Correct Answer: Only assumption I is implicit

Explanation:

Introduction / Context:In Statement–Assumption problems, we test which hidden beliefs must be true for the statement to make sense. Here, a manager recommends giving adequate, job-related training before assigning full responsibilities.

Given Data / Assumptions:

  • Statement: Provide adequate job-related training before full-fledged work.
  • Assumption I: Training improves or boosts employee performance.
  • Assumption II: Employees have no skills before training.

Concept / Approach:The recommendation is rational only if training is expected to improve outcomes (productivity, quality, safety). It does not require the extreme claim that employees have zero skills pre-training; even skilled hires benefit from role-specific training.

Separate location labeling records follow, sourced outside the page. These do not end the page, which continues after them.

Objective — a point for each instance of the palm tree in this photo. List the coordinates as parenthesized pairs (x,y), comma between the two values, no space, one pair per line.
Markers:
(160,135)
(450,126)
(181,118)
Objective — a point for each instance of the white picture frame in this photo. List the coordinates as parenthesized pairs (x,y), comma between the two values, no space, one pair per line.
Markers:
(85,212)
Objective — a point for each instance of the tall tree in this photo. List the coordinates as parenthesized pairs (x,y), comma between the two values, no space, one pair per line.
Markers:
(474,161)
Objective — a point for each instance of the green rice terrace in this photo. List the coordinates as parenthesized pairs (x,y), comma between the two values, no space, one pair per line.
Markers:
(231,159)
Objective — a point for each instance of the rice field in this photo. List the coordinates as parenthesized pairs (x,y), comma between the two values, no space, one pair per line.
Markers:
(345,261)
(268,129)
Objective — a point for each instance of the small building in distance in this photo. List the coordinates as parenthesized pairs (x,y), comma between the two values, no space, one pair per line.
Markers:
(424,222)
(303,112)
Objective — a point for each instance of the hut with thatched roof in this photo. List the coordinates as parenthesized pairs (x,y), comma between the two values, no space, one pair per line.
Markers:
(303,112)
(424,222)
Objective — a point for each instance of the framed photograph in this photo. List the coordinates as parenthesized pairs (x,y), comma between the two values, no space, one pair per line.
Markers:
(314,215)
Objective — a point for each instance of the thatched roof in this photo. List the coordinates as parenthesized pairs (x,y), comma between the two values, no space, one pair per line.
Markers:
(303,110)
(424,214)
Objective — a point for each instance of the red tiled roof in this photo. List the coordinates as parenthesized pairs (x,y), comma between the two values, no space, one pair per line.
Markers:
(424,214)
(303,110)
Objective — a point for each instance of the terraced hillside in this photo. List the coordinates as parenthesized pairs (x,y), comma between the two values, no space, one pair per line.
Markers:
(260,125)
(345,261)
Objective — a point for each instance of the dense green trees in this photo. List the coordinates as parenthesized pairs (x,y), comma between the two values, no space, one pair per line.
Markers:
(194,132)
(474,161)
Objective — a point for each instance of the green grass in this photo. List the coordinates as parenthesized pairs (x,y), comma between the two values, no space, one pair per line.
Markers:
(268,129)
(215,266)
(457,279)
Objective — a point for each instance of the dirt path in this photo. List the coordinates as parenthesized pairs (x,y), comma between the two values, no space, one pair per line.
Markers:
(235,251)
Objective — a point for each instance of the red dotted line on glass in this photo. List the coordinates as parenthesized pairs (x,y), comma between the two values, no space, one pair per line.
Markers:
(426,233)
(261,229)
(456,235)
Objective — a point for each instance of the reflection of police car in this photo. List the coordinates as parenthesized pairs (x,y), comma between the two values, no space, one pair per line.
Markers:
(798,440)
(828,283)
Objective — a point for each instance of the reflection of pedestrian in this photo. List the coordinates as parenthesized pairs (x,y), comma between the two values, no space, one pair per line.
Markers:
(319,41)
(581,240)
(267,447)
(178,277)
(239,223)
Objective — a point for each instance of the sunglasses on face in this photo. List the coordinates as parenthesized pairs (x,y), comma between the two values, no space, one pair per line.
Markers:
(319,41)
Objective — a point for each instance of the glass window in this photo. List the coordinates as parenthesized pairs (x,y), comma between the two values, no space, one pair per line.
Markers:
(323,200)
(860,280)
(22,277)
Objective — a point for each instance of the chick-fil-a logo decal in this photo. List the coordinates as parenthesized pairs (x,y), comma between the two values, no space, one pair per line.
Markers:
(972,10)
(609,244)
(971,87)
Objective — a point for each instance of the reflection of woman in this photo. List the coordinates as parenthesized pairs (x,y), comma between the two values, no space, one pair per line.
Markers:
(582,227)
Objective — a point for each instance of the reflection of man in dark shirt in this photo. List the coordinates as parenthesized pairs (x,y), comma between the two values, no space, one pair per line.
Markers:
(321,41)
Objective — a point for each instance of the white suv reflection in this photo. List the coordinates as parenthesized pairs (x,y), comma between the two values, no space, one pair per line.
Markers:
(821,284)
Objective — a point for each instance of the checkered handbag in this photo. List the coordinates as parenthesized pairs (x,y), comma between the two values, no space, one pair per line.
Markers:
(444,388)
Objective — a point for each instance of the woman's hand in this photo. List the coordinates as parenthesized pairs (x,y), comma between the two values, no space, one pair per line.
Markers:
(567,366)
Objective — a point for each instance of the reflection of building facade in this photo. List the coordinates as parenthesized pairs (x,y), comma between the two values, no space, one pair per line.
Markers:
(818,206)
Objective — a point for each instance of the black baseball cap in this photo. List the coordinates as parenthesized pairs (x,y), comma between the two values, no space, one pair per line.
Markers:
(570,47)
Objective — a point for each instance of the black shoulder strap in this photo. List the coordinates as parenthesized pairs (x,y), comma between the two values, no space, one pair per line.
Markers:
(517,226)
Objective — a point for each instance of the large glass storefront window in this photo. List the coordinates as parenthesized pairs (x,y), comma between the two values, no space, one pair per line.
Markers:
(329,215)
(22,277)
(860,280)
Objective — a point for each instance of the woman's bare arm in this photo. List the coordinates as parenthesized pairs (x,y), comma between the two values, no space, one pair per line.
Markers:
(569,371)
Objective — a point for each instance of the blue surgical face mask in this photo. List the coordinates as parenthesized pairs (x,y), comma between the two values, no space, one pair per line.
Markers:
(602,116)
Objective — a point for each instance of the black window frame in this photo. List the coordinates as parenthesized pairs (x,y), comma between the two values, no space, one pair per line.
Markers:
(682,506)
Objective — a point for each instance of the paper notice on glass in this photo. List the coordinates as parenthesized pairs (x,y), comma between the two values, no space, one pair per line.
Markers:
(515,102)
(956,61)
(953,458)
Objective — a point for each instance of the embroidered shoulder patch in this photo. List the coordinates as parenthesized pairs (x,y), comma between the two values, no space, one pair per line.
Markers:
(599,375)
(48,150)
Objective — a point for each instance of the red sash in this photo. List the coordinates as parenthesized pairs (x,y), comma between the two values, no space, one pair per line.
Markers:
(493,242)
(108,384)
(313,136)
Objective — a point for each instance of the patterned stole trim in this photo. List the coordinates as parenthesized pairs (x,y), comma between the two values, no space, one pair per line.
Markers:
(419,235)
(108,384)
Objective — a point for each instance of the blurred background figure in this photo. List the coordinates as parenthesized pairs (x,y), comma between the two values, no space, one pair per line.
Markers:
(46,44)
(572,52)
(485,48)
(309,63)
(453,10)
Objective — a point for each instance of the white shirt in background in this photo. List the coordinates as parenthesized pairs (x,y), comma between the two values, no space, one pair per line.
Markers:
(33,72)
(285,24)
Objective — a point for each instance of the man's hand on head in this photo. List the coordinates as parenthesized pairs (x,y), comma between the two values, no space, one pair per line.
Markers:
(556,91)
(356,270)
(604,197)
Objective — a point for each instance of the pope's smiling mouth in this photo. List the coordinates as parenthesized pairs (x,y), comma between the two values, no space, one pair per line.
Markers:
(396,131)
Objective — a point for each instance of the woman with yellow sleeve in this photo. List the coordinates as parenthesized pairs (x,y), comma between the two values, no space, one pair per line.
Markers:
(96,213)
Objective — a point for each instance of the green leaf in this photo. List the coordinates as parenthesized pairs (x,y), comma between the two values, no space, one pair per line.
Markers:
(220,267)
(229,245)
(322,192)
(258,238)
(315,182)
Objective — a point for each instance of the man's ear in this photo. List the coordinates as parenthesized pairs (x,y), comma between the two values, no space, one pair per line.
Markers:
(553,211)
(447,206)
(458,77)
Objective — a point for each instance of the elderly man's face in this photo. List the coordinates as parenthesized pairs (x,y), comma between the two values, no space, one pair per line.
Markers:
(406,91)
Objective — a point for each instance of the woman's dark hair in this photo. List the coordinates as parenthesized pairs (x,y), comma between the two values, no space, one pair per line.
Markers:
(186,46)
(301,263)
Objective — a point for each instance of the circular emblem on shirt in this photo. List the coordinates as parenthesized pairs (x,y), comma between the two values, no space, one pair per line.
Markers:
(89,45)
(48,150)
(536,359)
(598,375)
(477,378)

Step-by-Step Solution:1) Identify the purpose of training: reduce errors, standardize methods, speed up ramp-up.2) If training did not help performance, the advice would be pointless → I is necessary.3) The statement does not assert that employees are skill-less; it only insists on adequacy and job relevance → II is unnecessary.

Verification / Alternative check:Suppose new employees already have baseline skills but lack firm-specific process knowledge. Training still makes sense. Hence the policy does not rely on II.

Why Other Options Are Wrong:Only II: too strong and not needed. Either: I and II are not interchangeable. Both: overstates the requirement. Neither: would make the directive irrational.

Common Pitfalls:Equating “needs training” with “has no skills.” Most roles require contextual training even for experienced hires.

Final Answer:Only assumption I is implicit.